Владимир Николаевич Войнович — шестидесятник. Шестидесятник не совсем характерный. К плеяде писателей «оттепели» он принадлежит уже по возрасту (родился в 1932 году), но даже в большей степени по надежде, которой пронизаны его первые произведения, и по темам, которым был посвящен ранний этап его творчества. Сейчас трудно представить, что Войнович написал слова к очень важной песне того времени — «Заправлены в планшеты космические карты…». Тогда о полетах в космос знали еще не многие, но уже все о них мечтали. В стихотворении выражена наивная мечта советского человека о прогрессивном и бесконфликтном будущем. Чего стоит хотя бы фраза «давайте же, ребята, закурим перед стартом». Теперь невозможно представить курящего космонавта, но в песне они простые ребята, какими и должны были быть в 1960 году люди с их романтикой и слабостями. Ранняя проза Владимира Николаевича стоит чуть в стороне от «генеральной линии» шестидесятников, но не настолько радикально. А повесть о Вере Фигнер так и вовсе вышла в идеологической серии «Пламенные революционеры». Ничто не предвещало, пожалуй, особой судьбы Войновича.
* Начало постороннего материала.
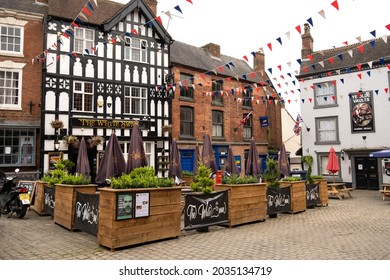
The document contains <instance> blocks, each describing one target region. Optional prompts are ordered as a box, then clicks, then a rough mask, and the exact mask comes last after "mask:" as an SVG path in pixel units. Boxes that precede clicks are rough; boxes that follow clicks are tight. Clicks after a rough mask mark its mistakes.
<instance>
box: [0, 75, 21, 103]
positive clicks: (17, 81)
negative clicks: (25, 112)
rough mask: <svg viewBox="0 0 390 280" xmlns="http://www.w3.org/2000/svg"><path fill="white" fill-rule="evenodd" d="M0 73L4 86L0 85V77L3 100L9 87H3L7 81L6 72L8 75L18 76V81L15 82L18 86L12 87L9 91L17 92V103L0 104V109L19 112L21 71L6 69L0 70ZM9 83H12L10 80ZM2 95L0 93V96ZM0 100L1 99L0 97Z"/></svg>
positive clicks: (6, 75) (20, 102)
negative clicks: (12, 110) (2, 76)
mask: <svg viewBox="0 0 390 280" xmlns="http://www.w3.org/2000/svg"><path fill="white" fill-rule="evenodd" d="M0 72H4V86H3V85H1V77H0V91H1V89H3V90H4V98H5V97H6V91H7V89H9V87H6V86H5V85H6V84H7V79H6V76H7V72H8V73H11V74H12V76H13V75H14V73H17V74H18V80H17V84H18V86H17V87H12V88H11V89H10V90H11V91H13V90H17V99H18V102H17V104H12V103H10V104H7V103H0V109H2V110H21V109H22V81H23V70H22V69H15V68H13V69H8V68H0ZM11 83H12V80H11ZM1 95H2V93H0V96H1ZM0 98H1V97H0Z"/></svg>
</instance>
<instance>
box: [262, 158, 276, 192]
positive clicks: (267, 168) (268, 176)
mask: <svg viewBox="0 0 390 280" xmlns="http://www.w3.org/2000/svg"><path fill="white" fill-rule="evenodd" d="M266 166H267V168H266V169H265V171H264V174H263V178H264V179H265V180H266V181H267V186H268V187H269V188H279V187H280V183H279V181H278V177H279V175H280V171H279V169H278V162H277V161H276V160H274V159H272V158H270V157H267V161H266Z"/></svg>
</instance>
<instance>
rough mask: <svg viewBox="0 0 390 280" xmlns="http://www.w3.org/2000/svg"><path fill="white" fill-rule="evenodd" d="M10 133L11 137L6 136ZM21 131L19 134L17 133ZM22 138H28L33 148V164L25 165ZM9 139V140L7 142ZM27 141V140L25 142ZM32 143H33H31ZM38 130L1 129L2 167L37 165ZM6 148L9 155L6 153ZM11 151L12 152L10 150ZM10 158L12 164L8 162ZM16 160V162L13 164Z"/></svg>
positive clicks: (0, 146)
mask: <svg viewBox="0 0 390 280" xmlns="http://www.w3.org/2000/svg"><path fill="white" fill-rule="evenodd" d="M7 131H8V133H9V132H11V133H10V135H6V134H7ZM16 131H19V133H15V132H16ZM22 138H25V139H26V138H28V142H29V144H31V145H32V147H31V150H32V151H31V154H30V156H31V162H26V163H23V154H22V148H23V145H22V143H23V141H22ZM7 139H9V140H7ZM25 141H26V140H25ZM30 142H31V143H30ZM36 145H37V143H36V130H35V129H27V128H4V129H3V128H2V129H0V152H1V154H0V167H2V166H3V167H5V166H34V165H35V164H36V152H35V151H36ZM6 147H7V150H8V151H9V153H6ZM9 149H10V150H9ZM6 157H9V158H10V160H11V162H6ZM15 159H16V162H12V161H14V160H15Z"/></svg>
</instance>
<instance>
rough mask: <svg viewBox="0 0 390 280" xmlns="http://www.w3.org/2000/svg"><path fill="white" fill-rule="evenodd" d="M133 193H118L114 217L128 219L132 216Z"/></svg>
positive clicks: (132, 213) (122, 219) (117, 219)
mask: <svg viewBox="0 0 390 280" xmlns="http://www.w3.org/2000/svg"><path fill="white" fill-rule="evenodd" d="M133 208H134V207H133V194H132V193H120V194H118V195H117V201H116V219H117V220H128V219H132V218H133Z"/></svg>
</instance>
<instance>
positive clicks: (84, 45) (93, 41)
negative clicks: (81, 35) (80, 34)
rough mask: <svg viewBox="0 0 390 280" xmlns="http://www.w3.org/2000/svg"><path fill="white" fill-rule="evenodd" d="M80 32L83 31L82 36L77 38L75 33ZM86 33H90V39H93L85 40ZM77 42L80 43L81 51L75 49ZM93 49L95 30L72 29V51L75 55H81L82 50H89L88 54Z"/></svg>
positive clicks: (77, 47) (86, 29)
mask: <svg viewBox="0 0 390 280" xmlns="http://www.w3.org/2000/svg"><path fill="white" fill-rule="evenodd" d="M80 30H82V31H83V36H82V37H80V36H78V34H77V32H78V31H80ZM86 31H91V32H92V38H93V39H88V38H86ZM78 42H81V43H82V49H81V51H80V50H79V49H78V47H76V44H77V43H78ZM88 43H89V44H90V45H91V47H88ZM93 47H95V30H93V29H90V28H83V27H75V29H74V42H73V49H74V51H75V52H76V53H81V54H84V50H85V49H87V50H89V53H92V51H91V50H92V48H93Z"/></svg>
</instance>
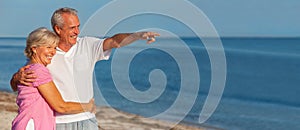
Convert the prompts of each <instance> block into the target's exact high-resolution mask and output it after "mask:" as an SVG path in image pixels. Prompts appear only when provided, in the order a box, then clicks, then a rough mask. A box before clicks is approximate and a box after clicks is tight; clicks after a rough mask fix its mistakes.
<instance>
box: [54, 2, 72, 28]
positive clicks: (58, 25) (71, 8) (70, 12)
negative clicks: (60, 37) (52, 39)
mask: <svg viewBox="0 0 300 130" xmlns="http://www.w3.org/2000/svg"><path fill="white" fill-rule="evenodd" d="M64 13H68V14H72V15H76V16H77V10H76V9H73V8H69V7H63V8H59V9H57V10H55V12H54V13H53V15H52V17H51V26H52V29H53V31H55V29H54V27H55V26H56V25H57V26H58V27H60V28H62V27H63V25H64V19H63V18H62V14H64Z"/></svg>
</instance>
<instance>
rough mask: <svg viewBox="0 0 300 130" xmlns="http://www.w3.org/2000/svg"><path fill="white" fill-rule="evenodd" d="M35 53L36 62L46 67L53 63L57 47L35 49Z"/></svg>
mask: <svg viewBox="0 0 300 130" xmlns="http://www.w3.org/2000/svg"><path fill="white" fill-rule="evenodd" d="M33 52H34V55H33V57H34V59H35V60H36V62H38V63H41V64H43V65H45V66H46V65H48V64H50V63H51V60H52V58H53V56H54V55H55V54H56V45H46V46H39V47H34V48H33Z"/></svg>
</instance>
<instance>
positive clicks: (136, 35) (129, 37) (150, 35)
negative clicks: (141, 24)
mask: <svg viewBox="0 0 300 130" xmlns="http://www.w3.org/2000/svg"><path fill="white" fill-rule="evenodd" d="M157 36H160V35H159V34H158V33H155V32H136V33H119V34H116V35H114V36H112V37H110V38H107V39H105V40H104V43H103V50H104V51H106V50H110V49H112V48H119V47H122V46H125V45H128V44H130V43H133V42H134V41H136V40H147V44H149V43H152V42H154V41H155V37H157Z"/></svg>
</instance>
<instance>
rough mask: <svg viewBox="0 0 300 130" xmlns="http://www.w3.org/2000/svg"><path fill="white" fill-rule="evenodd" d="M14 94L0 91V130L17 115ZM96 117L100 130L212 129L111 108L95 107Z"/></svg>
mask: <svg viewBox="0 0 300 130" xmlns="http://www.w3.org/2000/svg"><path fill="white" fill-rule="evenodd" d="M15 100H16V94H14V93H8V92H1V91H0V115H1V118H0V128H1V130H10V129H11V122H12V120H13V119H14V117H15V116H16V115H17V110H18V106H17V105H16V103H15ZM96 117H97V120H98V124H99V129H100V130H208V129H209V130H211V129H215V128H212V127H204V126H203V127H198V126H197V127H196V126H189V125H184V124H174V123H171V122H167V121H161V120H155V119H150V118H145V117H142V116H139V115H136V114H130V113H126V112H123V111H120V110H116V109H114V108H111V107H97V111H96Z"/></svg>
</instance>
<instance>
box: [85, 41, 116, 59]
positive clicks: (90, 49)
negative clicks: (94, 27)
mask: <svg viewBox="0 0 300 130" xmlns="http://www.w3.org/2000/svg"><path fill="white" fill-rule="evenodd" d="M104 40H105V39H100V38H95V37H84V40H83V41H84V42H85V45H87V46H89V47H88V48H89V50H90V52H91V53H90V56H91V57H93V59H94V60H96V61H99V60H108V59H109V56H110V54H111V50H107V51H103V43H104Z"/></svg>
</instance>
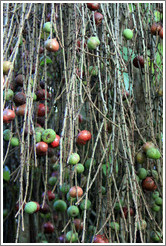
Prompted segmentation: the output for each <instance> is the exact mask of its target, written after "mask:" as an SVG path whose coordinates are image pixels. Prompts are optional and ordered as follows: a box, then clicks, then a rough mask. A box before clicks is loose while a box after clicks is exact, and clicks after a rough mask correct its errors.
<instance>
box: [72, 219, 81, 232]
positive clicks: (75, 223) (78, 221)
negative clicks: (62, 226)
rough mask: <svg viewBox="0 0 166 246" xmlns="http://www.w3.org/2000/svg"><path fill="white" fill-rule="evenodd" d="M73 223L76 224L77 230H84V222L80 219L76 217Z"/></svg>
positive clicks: (78, 230) (74, 224)
mask: <svg viewBox="0 0 166 246" xmlns="http://www.w3.org/2000/svg"><path fill="white" fill-rule="evenodd" d="M73 223H74V225H75V228H76V231H82V230H83V222H82V221H81V220H80V219H74V220H73Z"/></svg>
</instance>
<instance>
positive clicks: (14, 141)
mask: <svg viewBox="0 0 166 246" xmlns="http://www.w3.org/2000/svg"><path fill="white" fill-rule="evenodd" d="M10 144H11V146H12V147H17V146H19V145H20V142H19V139H18V138H16V137H12V138H11V142H10Z"/></svg>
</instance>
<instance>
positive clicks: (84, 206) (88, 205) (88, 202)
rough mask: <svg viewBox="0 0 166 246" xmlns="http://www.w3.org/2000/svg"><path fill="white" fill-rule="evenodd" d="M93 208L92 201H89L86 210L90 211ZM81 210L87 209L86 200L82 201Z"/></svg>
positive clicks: (89, 200) (80, 206) (88, 200)
mask: <svg viewBox="0 0 166 246" xmlns="http://www.w3.org/2000/svg"><path fill="white" fill-rule="evenodd" d="M90 207H91V201H90V200H87V205H86V209H87V210H88V209H90ZM80 209H81V210H84V209H85V199H84V200H82V201H81V203H80Z"/></svg>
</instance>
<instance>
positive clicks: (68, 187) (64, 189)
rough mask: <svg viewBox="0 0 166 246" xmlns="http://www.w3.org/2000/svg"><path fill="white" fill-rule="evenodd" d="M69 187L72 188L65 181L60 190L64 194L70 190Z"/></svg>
mask: <svg viewBox="0 0 166 246" xmlns="http://www.w3.org/2000/svg"><path fill="white" fill-rule="evenodd" d="M69 189H70V186H69V185H68V184H65V183H64V184H63V185H62V186H61V187H60V191H61V192H62V193H63V194H67V193H68V192H69Z"/></svg>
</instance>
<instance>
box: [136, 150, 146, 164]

Но искрометный и желчный юмор не мог оставить писателя в рамках советской литературы. Хотя выслан из страны он был в итоге не за книги, а за правозащитную деятельность и неумение молчать, что в России всегда у писателей было достоинством.
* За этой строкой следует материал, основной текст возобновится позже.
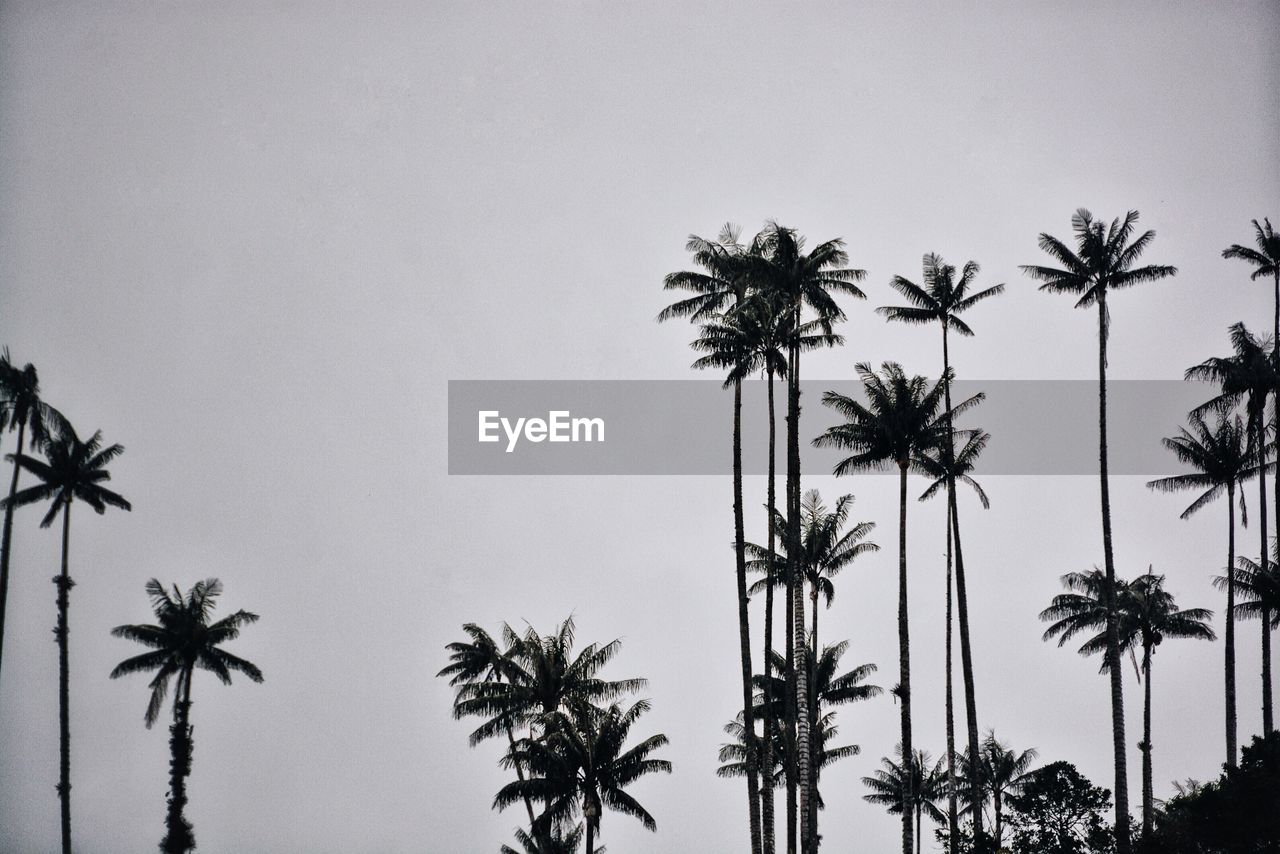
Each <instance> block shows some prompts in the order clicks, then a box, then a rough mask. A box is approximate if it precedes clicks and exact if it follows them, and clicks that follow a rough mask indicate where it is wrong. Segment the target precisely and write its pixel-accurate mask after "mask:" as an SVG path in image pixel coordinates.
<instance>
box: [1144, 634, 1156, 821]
mask: <svg viewBox="0 0 1280 854" xmlns="http://www.w3.org/2000/svg"><path fill="white" fill-rule="evenodd" d="M1142 680H1143V688H1142V839H1143V841H1146V840H1147V839H1149V837H1151V821H1152V814H1153V813H1155V794H1153V793H1152V784H1151V643H1149V641H1148V643H1144V644H1143V645H1142Z"/></svg>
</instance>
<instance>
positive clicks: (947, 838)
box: [946, 508, 960, 854]
mask: <svg viewBox="0 0 1280 854" xmlns="http://www.w3.org/2000/svg"><path fill="white" fill-rule="evenodd" d="M946 667H947V686H946V693H947V853H948V854H955V850H956V839H959V835H960V813H959V804H957V803H956V716H955V702H954V691H952V685H951V682H952V679H951V670H952V667H951V511H950V508H948V510H947V665H946Z"/></svg>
Конечно, Владимира Николаевича будут вспоминать не по ранним текстам, а по «Шапке», «Чонкину» и недооцененной «Москве 2042». В «Москве 2042» Войнович открыл нам сначала в «тамиздатных», а затем и в отечественных изданиях право писателя говорить то, что думает, говорить зло и остро, не взирая на авторитеты и не щадя общепризнанных кумиров. В середине 1980-х для русских читателей смелость Войновича казалась совершенно невозможной. Вымуштрованные советской литературой, мы знали, что только очень глубокое тайное иносказание могло намекнуть на хоть какую-то критику признанного авторитета. А Войнович мог прямо критиковать того, кого в России считали полубогом. Само существование несогласия среди эмигрантов из СССР казалось нам абсурдным! Войнович показал, что общество состоит не только из своих и чужих. Разногласия возможны и среди инакомыслящих. И это нормально, в этом нет ничего необыкновенного, это естественно. Логика «кто не с нами, тот против нас!» — ущербна.
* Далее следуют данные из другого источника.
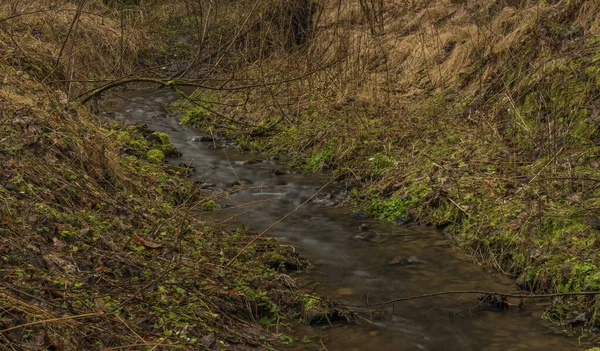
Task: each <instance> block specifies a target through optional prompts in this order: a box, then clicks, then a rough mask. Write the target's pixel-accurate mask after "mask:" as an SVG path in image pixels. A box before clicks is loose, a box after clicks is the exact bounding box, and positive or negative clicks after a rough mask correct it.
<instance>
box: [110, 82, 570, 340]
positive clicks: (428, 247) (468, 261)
mask: <svg viewBox="0 0 600 351" xmlns="http://www.w3.org/2000/svg"><path fill="white" fill-rule="evenodd" d="M118 94H119V95H120V96H121V97H122V98H114V99H110V100H108V101H107V102H106V103H105V104H104V107H103V108H104V110H105V111H107V112H108V113H110V114H114V117H115V118H117V119H125V120H127V121H141V122H144V123H147V124H148V126H149V127H150V129H152V130H155V131H160V132H164V133H167V134H168V135H169V136H170V138H171V142H172V143H173V144H174V145H175V146H176V147H177V148H178V149H179V150H180V151H182V152H183V156H182V157H180V158H178V159H176V160H172V161H170V162H173V163H186V164H192V165H193V166H194V167H195V168H196V169H197V171H198V172H197V174H196V180H199V181H201V182H203V183H204V184H206V189H205V191H206V192H209V193H210V192H212V193H222V192H226V191H228V190H231V189H234V188H244V189H246V190H243V191H240V192H235V193H232V194H229V195H227V196H222V197H220V199H219V203H220V204H221V205H222V206H223V207H227V206H230V208H225V209H223V210H222V211H219V212H217V213H206V214H203V216H204V217H205V219H207V220H216V221H221V222H226V223H228V224H231V225H243V224H244V225H248V226H249V227H250V229H253V230H255V231H262V230H264V229H266V228H267V227H269V226H270V225H271V224H272V223H274V222H275V221H277V220H279V219H280V218H282V217H283V216H284V215H286V214H287V213H289V212H290V211H292V210H293V209H295V208H296V207H297V206H298V205H300V204H301V203H303V202H304V201H305V200H306V199H308V198H309V197H311V196H312V195H313V194H314V193H315V192H316V191H317V190H318V189H319V188H321V187H322V186H323V185H324V184H326V183H327V182H328V181H329V179H328V178H327V176H325V175H320V174H311V173H306V172H301V171H297V170H290V169H288V168H287V167H286V166H285V164H284V163H283V162H281V161H278V160H269V159H266V160H265V158H264V157H260V156H259V155H252V154H242V153H238V152H236V151H235V150H234V149H232V148H219V146H220V145H219V144H218V143H211V142H202V141H199V140H201V138H199V136H203V135H204V134H202V133H200V132H198V131H194V130H192V129H189V128H186V127H184V126H181V125H179V123H178V121H177V119H176V118H173V117H170V116H169V115H168V113H167V111H166V110H165V109H164V108H163V107H162V106H163V105H164V104H166V103H169V102H171V101H173V100H174V99H175V98H176V95H175V94H174V93H173V92H172V91H170V90H168V89H161V90H156V89H136V90H134V91H128V92H124V93H118ZM123 98H124V99H123ZM342 191H343V190H342V189H340V188H337V187H336V186H329V187H327V188H326V189H324V191H323V194H326V195H325V196H317V200H316V201H311V202H309V203H308V204H307V205H305V206H303V207H301V208H300V209H299V210H298V211H297V212H295V213H294V214H292V215H291V216H289V217H288V218H286V219H285V220H284V221H282V222H281V223H279V224H278V225H277V226H275V227H274V228H273V229H272V230H271V231H270V232H269V235H271V236H273V237H277V238H281V240H282V242H284V243H288V244H291V245H293V246H294V247H295V248H296V249H297V250H298V251H299V252H300V253H301V254H302V255H303V256H305V257H307V258H308V259H309V260H311V261H312V262H314V263H315V268H314V269H313V270H311V271H310V272H309V273H308V274H306V275H304V279H308V280H309V281H312V282H318V283H319V288H318V291H319V292H321V293H324V294H326V295H328V296H330V297H332V298H335V299H337V300H339V301H341V302H343V303H346V304H350V305H364V304H366V303H367V302H370V303H375V302H380V301H386V300H390V299H393V298H397V297H403V296H413V295H421V294H427V293H432V292H439V291H450V290H486V291H504V292H514V291H516V286H515V284H514V282H512V281H511V280H509V279H507V278H506V277H504V276H502V275H498V274H494V273H491V272H489V271H487V270H486V269H484V268H482V267H480V266H478V265H476V264H474V263H473V262H472V261H471V260H469V259H468V257H466V256H465V255H463V254H462V253H461V252H460V251H458V250H456V249H454V248H453V247H452V246H451V244H450V242H448V241H447V240H446V239H445V238H444V236H443V234H442V233H440V232H439V231H437V230H434V229H430V228H423V227H417V226H408V227H402V226H395V225H391V224H387V223H383V222H379V221H374V220H359V219H354V218H353V217H352V216H351V212H350V210H349V209H347V208H331V207H328V206H327V205H329V204H331V203H332V202H335V198H336V196H337V195H338V194H340V193H341V192H342ZM330 195H331V198H328V197H329V196H330ZM361 224H366V225H367V228H366V229H367V230H361V229H360V228H359V227H360V226H361ZM364 227H365V226H364V225H363V228H364ZM390 263H398V264H390ZM406 263H408V264H406ZM509 301H510V300H509ZM510 302H511V303H514V304H518V303H519V301H516V300H514V299H513V300H512V301H510ZM542 305H543V302H534V301H528V305H527V309H526V310H525V311H520V310H519V309H518V308H517V307H516V306H513V307H512V308H510V309H509V310H508V311H489V310H481V309H480V308H477V296H476V295H465V296H461V295H447V296H437V297H433V298H425V299H415V300H409V301H404V302H398V303H395V304H394V305H390V306H388V307H386V308H384V309H382V310H380V311H378V312H377V313H374V314H372V315H369V314H366V313H363V314H361V317H362V318H359V320H358V322H357V323H356V324H353V325H349V326H338V325H335V326H333V327H328V328H323V327H304V328H301V331H299V332H300V333H306V335H307V336H312V337H313V339H314V340H318V339H319V338H322V339H323V340H324V341H325V342H326V343H325V345H326V347H327V350H329V351H334V350H344V351H347V350H361V351H362V350H574V349H577V346H576V345H577V344H576V340H574V339H572V338H567V337H565V336H561V335H556V334H554V333H553V332H552V330H551V329H550V328H549V327H548V325H547V324H546V323H545V322H544V321H543V320H542V319H541V314H542V311H543V306H542ZM300 336H302V335H300ZM316 344H317V346H315V344H311V345H306V346H296V347H295V348H296V349H307V350H309V349H312V350H315V349H322V348H321V346H320V344H319V343H316Z"/></svg>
Войнович, со свойственной ему злой, обличающей сатирой, не признавал формальных, апофатических объединений. Человек, писатель имеет право, должен быть самостоятелен. В стае быть личностью невозможно, в группе трудно. Даже в группе, объединенной изгнанием и несогласием с режимом.
«Москва 2042» вызвала опасливый фурор. Даже в среде, близкой к диссидентству, о ней говорили полушепотом и не из-за вездесущих органов, а потому что книга разрывала привычный шаблон инакомыслия.
Кроме того, в ней были весьма точно предсказаны механизмы деградации и разрушения СССР. Наверное, читатель помнит, что важной идеологической процедурой в книге была проекция сериала «Даллас» на облака в безлунные ночи. Через 6 лет была «Санта-Барбара».